The SURMOUNT-OSA program provides 52 weeks of efficacy and safety data. Several questions remain open. What happens to AHI if tirzepatide is continued beyond one year? The drug's weight-loss curve plateaus around 60-72 weeks based on SURMOUNT-1 data [8], so further AHI reduction beyond that point is unlikely, but stability of the achieved AHI reduction has not been confirmed beyond 52 weeks. Does tirzepatide reduce the cardiovascular consequences of OSA independently of weight loss? GIP and GLP-1 receptor agonism have direct cardiovascular effects, and the SELECT trial demonstrated that semaglutide reduced major cardiovascular events by 20% in patients with obesity [11]. Whether tirzepatide produces similar cardiovascular protection in the OSA subpopulation remains untested.

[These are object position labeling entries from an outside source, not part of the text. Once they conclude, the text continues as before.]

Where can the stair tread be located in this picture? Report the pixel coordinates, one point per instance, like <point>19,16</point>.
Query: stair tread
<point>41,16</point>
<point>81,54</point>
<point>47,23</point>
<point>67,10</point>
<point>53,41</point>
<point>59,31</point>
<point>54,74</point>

The FDA granted tirzepatide Breakthrough Therapy designation for moderate-to-severe OSA in late 2023, signaling that a formal indication may follow. Until that happens, prescribers and patients should treat this as what it is: a promising off-label application supported by moderate-quality randomized evidence that requires systematic monitoring to ensure safety and track response.

Clinicians prescribing tirzepatide off-label for OSA should order a follow-up sleep study no later than 26 weeks after treatment initiation and adjust or discontinue CPAP only when AHI on the follow-up study falls below 5 events per hour on two consecutive assessments [5].